The following guest post written by Nicole Marr, author of “Carrots Make You Blind?!?!” and GrudgeMom. Nicole blogs about her daughter’s journey with congenital cataracts, and provides other resources on children’s vision problems. Disclaimer: Nicole Marr is not a physician and the following post is for informational purposes only – always consult a medical professional for medical advice.
August is National Children’s Vision & Learning Month, and while your child may not be doing a lot of learning in August, he should be in a prime position to learn when the school doors open come September.
Vision Problems and Learning
Most schools do a cursory check of your child’s vision using the 20/20 type of test – the chart with the big E on it.
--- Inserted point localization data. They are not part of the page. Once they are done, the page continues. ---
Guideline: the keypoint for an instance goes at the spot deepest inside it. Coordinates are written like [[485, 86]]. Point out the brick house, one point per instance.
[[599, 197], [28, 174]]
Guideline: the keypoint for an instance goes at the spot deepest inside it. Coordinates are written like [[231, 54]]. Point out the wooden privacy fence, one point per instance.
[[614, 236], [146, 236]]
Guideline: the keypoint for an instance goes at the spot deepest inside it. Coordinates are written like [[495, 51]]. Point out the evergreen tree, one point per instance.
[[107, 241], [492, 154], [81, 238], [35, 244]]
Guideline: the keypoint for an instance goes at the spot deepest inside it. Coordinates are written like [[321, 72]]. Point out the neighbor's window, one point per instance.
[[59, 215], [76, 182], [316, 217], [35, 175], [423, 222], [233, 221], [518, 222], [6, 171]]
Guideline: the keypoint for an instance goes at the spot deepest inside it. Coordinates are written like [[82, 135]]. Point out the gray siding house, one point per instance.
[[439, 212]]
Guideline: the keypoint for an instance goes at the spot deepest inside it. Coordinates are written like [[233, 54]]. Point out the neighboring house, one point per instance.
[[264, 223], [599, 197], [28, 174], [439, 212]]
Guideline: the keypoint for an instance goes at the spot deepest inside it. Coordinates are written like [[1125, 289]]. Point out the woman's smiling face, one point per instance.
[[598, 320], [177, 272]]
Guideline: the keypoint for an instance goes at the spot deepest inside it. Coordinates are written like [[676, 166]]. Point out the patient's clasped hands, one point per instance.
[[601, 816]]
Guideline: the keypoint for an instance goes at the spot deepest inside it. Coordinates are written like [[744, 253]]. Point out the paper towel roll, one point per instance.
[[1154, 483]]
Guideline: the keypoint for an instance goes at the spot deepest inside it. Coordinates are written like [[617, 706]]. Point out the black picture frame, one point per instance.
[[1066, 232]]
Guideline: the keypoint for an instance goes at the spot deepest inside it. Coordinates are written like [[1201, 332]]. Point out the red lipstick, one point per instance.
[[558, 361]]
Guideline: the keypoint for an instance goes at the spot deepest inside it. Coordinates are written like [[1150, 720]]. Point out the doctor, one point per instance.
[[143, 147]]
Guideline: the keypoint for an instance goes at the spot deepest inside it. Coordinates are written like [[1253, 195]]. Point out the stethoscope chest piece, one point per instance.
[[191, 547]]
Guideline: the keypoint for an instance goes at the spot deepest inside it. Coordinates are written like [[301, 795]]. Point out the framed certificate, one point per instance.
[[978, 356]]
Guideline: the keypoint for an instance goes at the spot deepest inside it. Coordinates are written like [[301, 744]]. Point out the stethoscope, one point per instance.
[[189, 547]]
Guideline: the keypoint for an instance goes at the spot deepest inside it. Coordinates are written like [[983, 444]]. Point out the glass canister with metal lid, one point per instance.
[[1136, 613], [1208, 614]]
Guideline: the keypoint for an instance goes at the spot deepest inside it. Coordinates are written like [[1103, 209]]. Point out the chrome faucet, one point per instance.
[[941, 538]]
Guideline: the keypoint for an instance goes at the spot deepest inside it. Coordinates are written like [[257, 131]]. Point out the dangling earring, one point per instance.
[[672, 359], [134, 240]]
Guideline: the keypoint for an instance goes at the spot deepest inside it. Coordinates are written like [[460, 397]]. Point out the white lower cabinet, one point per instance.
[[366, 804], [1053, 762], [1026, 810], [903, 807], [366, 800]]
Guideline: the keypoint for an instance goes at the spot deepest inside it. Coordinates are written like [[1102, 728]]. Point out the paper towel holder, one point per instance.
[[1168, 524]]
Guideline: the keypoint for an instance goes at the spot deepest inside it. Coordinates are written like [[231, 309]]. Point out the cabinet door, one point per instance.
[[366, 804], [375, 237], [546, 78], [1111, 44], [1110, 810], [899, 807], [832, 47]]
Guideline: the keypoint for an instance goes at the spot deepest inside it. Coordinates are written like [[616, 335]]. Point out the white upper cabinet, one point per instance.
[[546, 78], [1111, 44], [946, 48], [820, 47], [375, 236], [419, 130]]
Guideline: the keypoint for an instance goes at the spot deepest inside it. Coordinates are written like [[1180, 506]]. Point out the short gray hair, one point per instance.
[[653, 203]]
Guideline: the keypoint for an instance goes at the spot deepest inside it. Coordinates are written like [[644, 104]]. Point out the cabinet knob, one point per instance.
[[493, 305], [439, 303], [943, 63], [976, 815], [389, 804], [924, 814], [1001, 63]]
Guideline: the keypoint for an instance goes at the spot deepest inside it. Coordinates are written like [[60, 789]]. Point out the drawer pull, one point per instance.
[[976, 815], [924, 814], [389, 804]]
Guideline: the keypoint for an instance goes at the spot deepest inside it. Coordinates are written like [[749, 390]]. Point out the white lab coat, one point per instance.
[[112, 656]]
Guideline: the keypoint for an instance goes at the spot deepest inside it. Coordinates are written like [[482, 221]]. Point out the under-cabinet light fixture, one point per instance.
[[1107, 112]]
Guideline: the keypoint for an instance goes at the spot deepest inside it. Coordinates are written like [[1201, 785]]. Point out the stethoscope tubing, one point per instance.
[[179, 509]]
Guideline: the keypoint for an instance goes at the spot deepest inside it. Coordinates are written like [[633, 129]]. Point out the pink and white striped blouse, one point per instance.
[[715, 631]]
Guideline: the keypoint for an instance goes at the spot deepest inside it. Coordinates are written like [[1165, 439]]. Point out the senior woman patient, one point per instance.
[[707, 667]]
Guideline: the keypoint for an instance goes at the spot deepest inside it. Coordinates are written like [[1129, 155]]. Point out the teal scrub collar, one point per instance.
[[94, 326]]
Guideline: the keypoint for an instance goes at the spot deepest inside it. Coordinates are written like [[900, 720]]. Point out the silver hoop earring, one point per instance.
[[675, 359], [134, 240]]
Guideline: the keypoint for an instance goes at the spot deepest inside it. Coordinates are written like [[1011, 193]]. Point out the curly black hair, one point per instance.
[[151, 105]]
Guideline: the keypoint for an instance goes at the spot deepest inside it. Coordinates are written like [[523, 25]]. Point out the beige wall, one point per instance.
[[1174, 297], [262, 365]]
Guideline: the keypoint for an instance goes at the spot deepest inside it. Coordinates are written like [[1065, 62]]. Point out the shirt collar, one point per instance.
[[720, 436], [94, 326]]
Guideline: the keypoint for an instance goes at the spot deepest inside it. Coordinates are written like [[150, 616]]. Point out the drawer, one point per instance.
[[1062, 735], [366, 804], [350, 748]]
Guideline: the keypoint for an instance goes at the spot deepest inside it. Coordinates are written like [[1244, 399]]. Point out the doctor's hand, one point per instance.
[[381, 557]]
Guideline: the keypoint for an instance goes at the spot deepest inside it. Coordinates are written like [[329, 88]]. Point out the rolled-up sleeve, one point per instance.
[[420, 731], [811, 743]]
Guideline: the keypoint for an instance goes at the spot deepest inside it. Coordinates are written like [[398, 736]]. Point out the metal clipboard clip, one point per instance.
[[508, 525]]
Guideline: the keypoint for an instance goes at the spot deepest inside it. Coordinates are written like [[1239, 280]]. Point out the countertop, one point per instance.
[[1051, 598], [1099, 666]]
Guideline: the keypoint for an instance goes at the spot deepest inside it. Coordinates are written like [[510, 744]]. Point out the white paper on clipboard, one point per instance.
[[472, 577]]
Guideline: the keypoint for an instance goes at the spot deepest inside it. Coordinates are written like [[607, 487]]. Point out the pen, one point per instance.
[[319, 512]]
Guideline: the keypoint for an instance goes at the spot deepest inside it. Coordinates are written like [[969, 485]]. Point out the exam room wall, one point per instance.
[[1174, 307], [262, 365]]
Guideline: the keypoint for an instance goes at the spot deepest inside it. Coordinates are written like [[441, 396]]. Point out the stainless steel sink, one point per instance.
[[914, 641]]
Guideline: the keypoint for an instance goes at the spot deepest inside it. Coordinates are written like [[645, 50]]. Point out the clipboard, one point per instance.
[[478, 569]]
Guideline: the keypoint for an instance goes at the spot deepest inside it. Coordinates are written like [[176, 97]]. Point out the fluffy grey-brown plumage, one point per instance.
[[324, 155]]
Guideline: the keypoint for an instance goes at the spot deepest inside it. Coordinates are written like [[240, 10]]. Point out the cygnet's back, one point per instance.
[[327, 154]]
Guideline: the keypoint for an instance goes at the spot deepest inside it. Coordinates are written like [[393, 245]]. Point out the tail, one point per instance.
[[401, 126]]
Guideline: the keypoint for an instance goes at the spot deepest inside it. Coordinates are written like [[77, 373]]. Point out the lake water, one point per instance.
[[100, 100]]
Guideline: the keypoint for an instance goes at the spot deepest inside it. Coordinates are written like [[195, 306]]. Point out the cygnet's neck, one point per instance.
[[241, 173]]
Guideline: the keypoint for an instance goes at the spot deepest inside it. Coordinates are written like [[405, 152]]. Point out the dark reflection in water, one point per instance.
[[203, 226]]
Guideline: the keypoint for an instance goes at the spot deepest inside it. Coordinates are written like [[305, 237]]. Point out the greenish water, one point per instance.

This test only measures distance vision, and doesn’t look for coordination between the eyes or adjusting between near and far vision.
If a child has trouble with their vision, it can affect their schoolwork, most notably with their reading. Quite often, children who have trouble reading do not have any difficulties with comprehension or speech. They have difficulty seeing what is literally right in front of them – their textbooks or work books.
They need clear vision to differentiate between the letters. And if their eyes do not cooperate with each other, the lines of text on a page may jump around. They may also face trouble when having to switch between the work on their desk and what the teacher is writing on the blackboard. This adjustment should be seamless, but if your child has a vision problem it may take a few seconds.
When children have undetected vision problems, they learn to cope with them, and not necessarily in a good way. With a child who can’t switch between near and far vision, they may stop looking up at the blackboard. They may rely on what the teacher is saying and missing what is being written.
Undetected problems can also cause normally bright and cheerful children to become frustrated at school and even mimic behavioral problems like ADD or ADHD. Diagnoses of ADD/ADHD depend on a subjective set of characteristics, since there is no definitive test for them. But the characteristics are also symptomatic of problems children have with their eyes working together as a pair. They have trouble focusing up close – reading and writing, causing them to “lose focus” and look away from their schoolwork. Looking away is not a conscious decision. Their eyes know something is wrong, and it is automatic to look up to refocus. If your child is diagnosed with ADD/ADHD, you may consider getting their vision assessed before you start medication.
Other common misdiagnoses are dyslexia and learning disorders, usually mistaken for convergence insufficiency. This issue also affects close work and causes eyestrain, blurry vision, double vision and sometimes headaches. It is worth mentioning that you can still pass a 20/20 vision test and have convergence insufficiency. With any diagnosis, spend the extra time to have your child’s vision tested.
Signs of Vision Problems
Children should have their eyes tested as a newborn, during their first year, at 3.5 years and at 5 years. If you see any of the following symptoms make an appointment to get your child’s eyes tested:
- rubbing their eyes often
- red eyes
- teary eyes
- misalignment of the eyes
- pupil is not purely black
- double vision
- light sensitive
- trouble seeing objects far away, like text on a blackboard
- trouble following an object without turning her head (tracking)
- using a finger to keep his place when reading (after learning to read)
- poor focusing
- closing one eye to perform tasks
- difficulty reading
Of course, if you have any other reason to believe there is a problem, they should see a doctor. Give them every advantage you can, but first of all, make sure they can see so they are able to learn.